Viernes 7 de diciembre. Poco después de haber llegado a Casablanca, en plena niebla del atardecer, comienzo a oír murmullos animados en torno al próximo partido entre Marruecos y Argelia. Luego, en el autobús que me conduce a Marraquex, dos marroquíes, procedentes de Tánger, discuten jovialmente sobre el tema. Se espera el gran momento con optimismo claro. Un periódico pronostica los soñados detalles de la victoria: tres a cero. Al parecer, el equipo nacional marroquí conoce a la perfección la vida y los milagros del adversario. Lo observó ya en Split, a lo largo de los últimos Juegos Mediterráneos. Ha visto en el magnetoscopio, durante su estancia en Marbella, los últimos partidos de la selección argelina. Hay confianza a raudales.Y hasta serenidad. El entrenador, Cluseau, acaba de dirigirse a sus muchachos con estas palabras: «He cumplido mis promesas. Durante toda esta preparación no os he hablado de Argelia. Ni siquiera he pronunciado ese nombre. Hoy ya os lo digo: el domingo tenemos que jugar un partido internacional y nuestro adversario se llama Argelia. Os pido que penséis en ello... Pero que eso no os quite el sueño; no es más que un simple partido de fútbol, acompanado de ciertos pormenores, es cierto, pero pormenores al fin y al cabo. Ahora bien, de esos pormenores va a hablaros una persona mucho más idónea que yo para hacerlo. «Se refiere a Maati Buabid, primer ministro. La voz del político no se hace esperar: «Vais a jugar un partido idéntico a los demás. No os metáis nada más en la cabeza. Vais a ganar una competición semejante a cualquier otro encuentro. Una derrota no sería algo dramático. Y una victoria recibiría recompensa. Yo mismo aportaré una contribución personal. Queda prometido. »

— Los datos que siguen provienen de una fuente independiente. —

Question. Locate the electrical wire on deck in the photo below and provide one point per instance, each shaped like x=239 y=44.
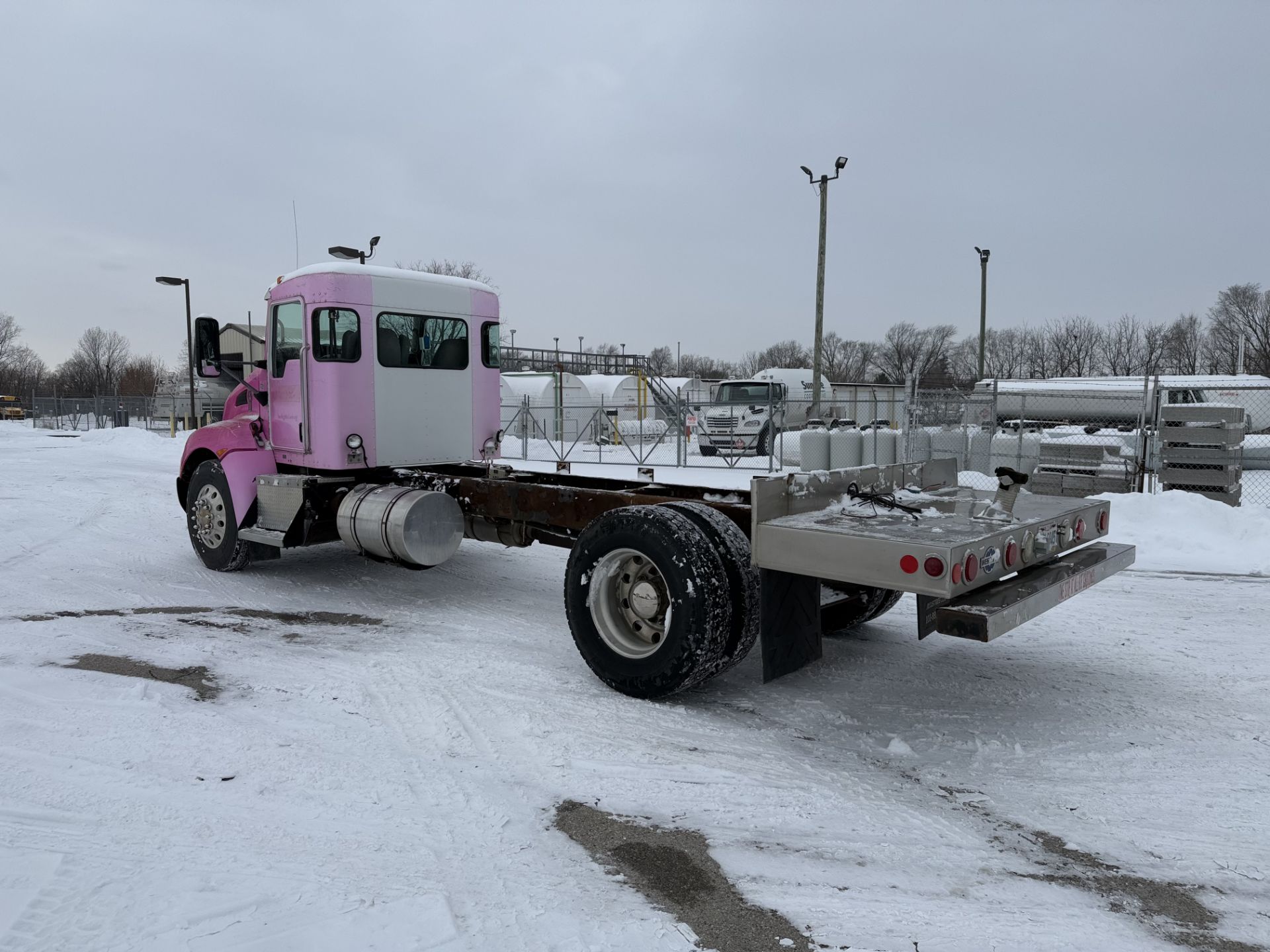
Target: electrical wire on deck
x=887 y=500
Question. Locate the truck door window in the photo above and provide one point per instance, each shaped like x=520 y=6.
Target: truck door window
x=489 y=352
x=286 y=335
x=337 y=335
x=418 y=340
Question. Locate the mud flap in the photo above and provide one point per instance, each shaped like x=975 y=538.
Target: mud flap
x=789 y=621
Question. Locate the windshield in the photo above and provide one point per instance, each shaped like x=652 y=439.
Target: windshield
x=745 y=394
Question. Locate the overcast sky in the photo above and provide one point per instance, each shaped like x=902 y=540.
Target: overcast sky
x=629 y=172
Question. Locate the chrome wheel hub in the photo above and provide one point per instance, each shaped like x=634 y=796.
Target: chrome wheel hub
x=629 y=603
x=207 y=517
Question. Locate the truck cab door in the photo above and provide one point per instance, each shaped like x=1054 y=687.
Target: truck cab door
x=288 y=397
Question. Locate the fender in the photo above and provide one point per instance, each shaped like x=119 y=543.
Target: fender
x=241 y=455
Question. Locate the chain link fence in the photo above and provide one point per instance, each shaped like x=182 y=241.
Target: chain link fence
x=106 y=412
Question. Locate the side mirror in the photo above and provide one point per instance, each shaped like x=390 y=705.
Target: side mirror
x=207 y=347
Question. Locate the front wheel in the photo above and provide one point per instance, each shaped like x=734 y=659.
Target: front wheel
x=211 y=521
x=648 y=602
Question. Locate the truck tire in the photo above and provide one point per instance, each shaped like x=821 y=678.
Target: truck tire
x=733 y=549
x=211 y=522
x=861 y=603
x=647 y=600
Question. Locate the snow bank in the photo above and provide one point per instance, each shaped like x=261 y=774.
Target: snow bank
x=1184 y=531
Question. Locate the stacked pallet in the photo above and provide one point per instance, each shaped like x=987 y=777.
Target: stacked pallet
x=1081 y=469
x=1203 y=450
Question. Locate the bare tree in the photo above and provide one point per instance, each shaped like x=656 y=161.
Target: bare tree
x=97 y=364
x=661 y=361
x=1124 y=346
x=1075 y=347
x=455 y=270
x=9 y=333
x=140 y=376
x=1241 y=310
x=1184 y=346
x=915 y=353
x=22 y=371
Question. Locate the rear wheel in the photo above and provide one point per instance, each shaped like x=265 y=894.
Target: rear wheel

La jornada del sábado transcurrió entre temores desechados y mil nuevas promesas de triunfo. El domingo hay 70.000 espectadores en el estadio de Casablanca. Banderas rojiverdes, mandarinas, trompetas y alaridos festivos: «¡Marruecos! ¡Marruecos!» El país ha quedado paralizado. Los camareros dejan sin los postres a perplejos turistas. Diez millones de personas van a seguir el encuentro ante el televisor o con la oreja pegada al transistor. Un disparo sorprendente de Bensawla trastrueca prontamente el júbilo total en duelo. Tres minutos más tarde, nuevo gol de ese mismo jugador. Sólo un penalti, convertido en pequeña esperanza para Marruecos, alivia la negrura al fin del primer tiempo. La segunda parte hará irrisoria semejante esperanza. Bensawla marca su tercer tanto. Guemri y Assad se ensañan por su propia cuenta y riesgo: 1-5. Los gritos iniciales de alborozo ya se han vuelto gemidos y pesado silencio. Espontáneo suspiro: « ¡Una vergüenza! ¡Es una vergüenza!»

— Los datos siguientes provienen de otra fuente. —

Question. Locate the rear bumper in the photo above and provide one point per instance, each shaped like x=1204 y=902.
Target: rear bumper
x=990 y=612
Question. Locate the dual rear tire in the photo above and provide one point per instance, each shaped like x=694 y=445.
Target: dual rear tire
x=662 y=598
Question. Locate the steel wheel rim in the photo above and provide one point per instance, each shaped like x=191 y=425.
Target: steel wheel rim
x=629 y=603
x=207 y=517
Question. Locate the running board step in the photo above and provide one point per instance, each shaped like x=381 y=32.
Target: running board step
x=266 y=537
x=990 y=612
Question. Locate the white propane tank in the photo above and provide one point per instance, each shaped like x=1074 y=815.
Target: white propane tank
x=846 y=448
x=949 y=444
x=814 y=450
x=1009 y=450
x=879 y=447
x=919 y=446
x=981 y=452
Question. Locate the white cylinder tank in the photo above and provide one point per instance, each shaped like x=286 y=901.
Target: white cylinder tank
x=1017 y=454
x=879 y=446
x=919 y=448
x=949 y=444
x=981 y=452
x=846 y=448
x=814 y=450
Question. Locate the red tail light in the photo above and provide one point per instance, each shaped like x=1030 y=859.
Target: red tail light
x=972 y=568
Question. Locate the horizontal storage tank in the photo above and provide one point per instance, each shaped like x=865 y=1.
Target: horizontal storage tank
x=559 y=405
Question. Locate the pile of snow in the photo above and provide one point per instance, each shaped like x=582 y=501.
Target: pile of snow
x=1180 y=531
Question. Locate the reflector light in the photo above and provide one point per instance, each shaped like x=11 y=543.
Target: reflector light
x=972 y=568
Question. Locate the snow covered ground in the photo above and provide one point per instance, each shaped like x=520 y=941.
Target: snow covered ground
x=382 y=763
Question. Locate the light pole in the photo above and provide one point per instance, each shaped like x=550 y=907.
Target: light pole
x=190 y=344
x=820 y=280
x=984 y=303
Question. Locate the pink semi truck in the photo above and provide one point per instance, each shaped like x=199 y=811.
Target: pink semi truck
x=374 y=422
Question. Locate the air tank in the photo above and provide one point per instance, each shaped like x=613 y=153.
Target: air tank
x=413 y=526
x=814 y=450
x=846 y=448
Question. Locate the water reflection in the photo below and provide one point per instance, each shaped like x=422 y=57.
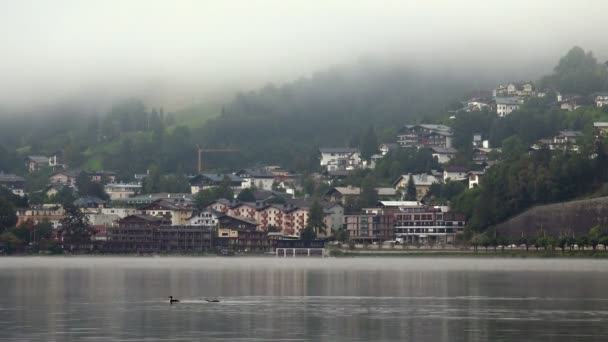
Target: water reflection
x=125 y=299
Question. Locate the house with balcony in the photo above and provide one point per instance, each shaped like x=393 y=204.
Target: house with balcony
x=506 y=105
x=443 y=154
x=422 y=182
x=118 y=191
x=14 y=183
x=425 y=135
x=427 y=224
x=340 y=159
x=370 y=225
x=601 y=100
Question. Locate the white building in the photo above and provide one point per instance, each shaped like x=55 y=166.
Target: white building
x=443 y=154
x=474 y=177
x=454 y=173
x=260 y=179
x=118 y=191
x=206 y=218
x=601 y=100
x=506 y=105
x=341 y=158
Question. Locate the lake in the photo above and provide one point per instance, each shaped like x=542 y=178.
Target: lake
x=303 y=299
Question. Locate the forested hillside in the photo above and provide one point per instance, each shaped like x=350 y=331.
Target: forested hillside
x=277 y=124
x=286 y=124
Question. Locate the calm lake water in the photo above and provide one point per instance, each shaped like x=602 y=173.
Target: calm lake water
x=265 y=299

Un locutor de radio anuncia que se siente incapaz de encadenar con el habitual análisis de fondo, que los oyentes le perdonen, pero que hay situaciones bochornosas.

En los vestuarios de la selección marroquí lloran los jugadores. Cluseau es víctima de un ataque de nervios y, a continuación, se desmaya. Cuando vuelve en sí, tartamudeante y lívido, les grita a los confusos futbolistas: «Soy cardíaco... Seréis los responsables de mi muerte.»

Un centenar de espectadores dan vueltas al estadio con un paquete amortajado sobre los hombros. Entonan las plegarias más fúnebres: « La Illah Ila Allah. ... » En Rabat, un grupo de telespectadores rompe sillas y vasos en un bar.

En este mismo instante no se habla de otra cosa en Marruecos. Bajo esta atmósfera enlutada se aguarda que mañana, en Argel, el encuentro de vuelta se aproxime al milagro. Por lo pronto, a manera de castigo ejemplar, ninguno de los once jugadores derrotados formará parte de esa selección. Una pena suave, a fin de cuentas, comparada con el firme deseo de un limpiabotas marroquí: «Cada jugador merecía cinco años de cárcel.»